Apart from being significantly larger than workers, the roles that queens perform is very different from that of other members of the colony.

5 key activities of the queen honey bee:

  1. Mate with drone bees (males);

  2. Produce eggs;

  3. Give off pheromones that influence the behaviour and communicate with the rest of the colony;

  4. Help form new colonies through swarming.


This is in contrast to the role of workers.  In an active colony of honey bees, workers perform most of the work required to maintain and sustain the colony.   

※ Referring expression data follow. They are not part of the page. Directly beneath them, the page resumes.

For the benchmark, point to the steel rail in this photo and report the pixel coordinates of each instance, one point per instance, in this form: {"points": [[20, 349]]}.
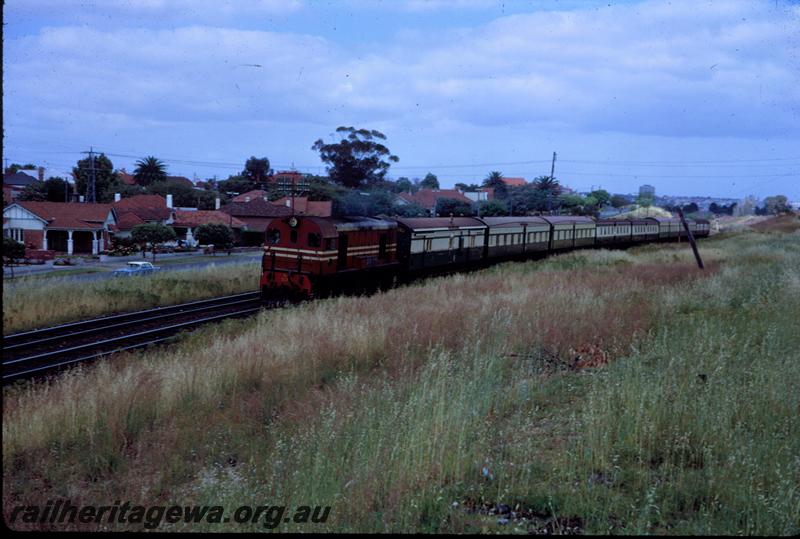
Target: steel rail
{"points": [[51, 362], [119, 325], [15, 339]]}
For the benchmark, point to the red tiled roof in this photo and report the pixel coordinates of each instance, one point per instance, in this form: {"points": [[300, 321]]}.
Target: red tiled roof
{"points": [[303, 206], [128, 220], [250, 195], [74, 215], [258, 207], [515, 182], [204, 217], [427, 198]]}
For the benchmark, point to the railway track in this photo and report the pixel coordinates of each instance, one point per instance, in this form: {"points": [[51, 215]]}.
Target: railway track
{"points": [[40, 352]]}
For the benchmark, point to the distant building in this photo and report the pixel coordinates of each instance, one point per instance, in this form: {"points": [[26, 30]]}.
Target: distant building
{"points": [[65, 227], [514, 182], [427, 198], [289, 181]]}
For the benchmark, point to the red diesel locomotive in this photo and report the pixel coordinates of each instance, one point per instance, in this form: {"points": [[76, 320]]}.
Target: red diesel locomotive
{"points": [[316, 256]]}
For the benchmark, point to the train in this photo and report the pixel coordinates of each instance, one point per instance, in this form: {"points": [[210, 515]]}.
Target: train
{"points": [[309, 257]]}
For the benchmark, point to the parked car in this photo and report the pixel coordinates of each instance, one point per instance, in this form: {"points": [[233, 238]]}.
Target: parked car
{"points": [[137, 268]]}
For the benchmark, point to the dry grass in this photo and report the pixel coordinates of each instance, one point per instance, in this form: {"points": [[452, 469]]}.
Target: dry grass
{"points": [[387, 408], [32, 303]]}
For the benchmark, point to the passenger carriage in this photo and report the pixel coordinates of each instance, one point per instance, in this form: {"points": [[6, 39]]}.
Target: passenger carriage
{"points": [[569, 232], [509, 237], [437, 242]]}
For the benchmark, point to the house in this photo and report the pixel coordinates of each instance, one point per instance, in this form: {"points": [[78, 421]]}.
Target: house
{"points": [[288, 182], [427, 198], [140, 209], [256, 213], [185, 222], [303, 206], [250, 195], [67, 227], [514, 182]]}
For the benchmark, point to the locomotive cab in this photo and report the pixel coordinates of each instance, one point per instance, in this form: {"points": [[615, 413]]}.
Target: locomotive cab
{"points": [[311, 256]]}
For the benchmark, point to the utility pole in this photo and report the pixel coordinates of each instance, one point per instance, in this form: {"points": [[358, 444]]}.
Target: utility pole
{"points": [[552, 178], [91, 192]]}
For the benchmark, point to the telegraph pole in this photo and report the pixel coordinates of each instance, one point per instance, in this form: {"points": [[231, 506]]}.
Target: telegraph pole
{"points": [[91, 192], [552, 178]]}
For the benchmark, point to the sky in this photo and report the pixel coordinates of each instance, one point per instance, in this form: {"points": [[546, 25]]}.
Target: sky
{"points": [[693, 97]]}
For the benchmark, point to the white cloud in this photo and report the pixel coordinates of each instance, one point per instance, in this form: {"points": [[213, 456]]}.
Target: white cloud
{"points": [[679, 68]]}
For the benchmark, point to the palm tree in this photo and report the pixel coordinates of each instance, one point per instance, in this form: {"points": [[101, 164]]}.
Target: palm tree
{"points": [[150, 170], [547, 183], [495, 181]]}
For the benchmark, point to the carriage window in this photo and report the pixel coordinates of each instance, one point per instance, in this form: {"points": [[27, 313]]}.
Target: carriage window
{"points": [[273, 235]]}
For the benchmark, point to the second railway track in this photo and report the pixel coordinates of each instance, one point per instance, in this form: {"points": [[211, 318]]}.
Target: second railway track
{"points": [[40, 352]]}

These include: foraging for food; building honey comb; feeding the larvae, keeping the nest clean, and defending the nest from predators, such as wasps and hornets.

Worker honey bee with full pollen baskets foraging on a pink rose.Worker honey bee foraging on rose.

From time to time, workers may also lay eggs, but these are usually destroyed by fellow workers.

The main role of drones is to mate with honey bee queens and thus ensure future generations of honey bees.  They also help to control the temperature in the hive or nest2.

How Do Honey Bees Become Queens?
Despite the difference between herself and the female workers, what may surprise many is that she is produced from eggs that are in every way identical to those eggs producing workers.

The difference, however, is that larvae of potential queens are fed only a special substance called ‘royal jelly’. which they eat throughout there lives, from larva to adult.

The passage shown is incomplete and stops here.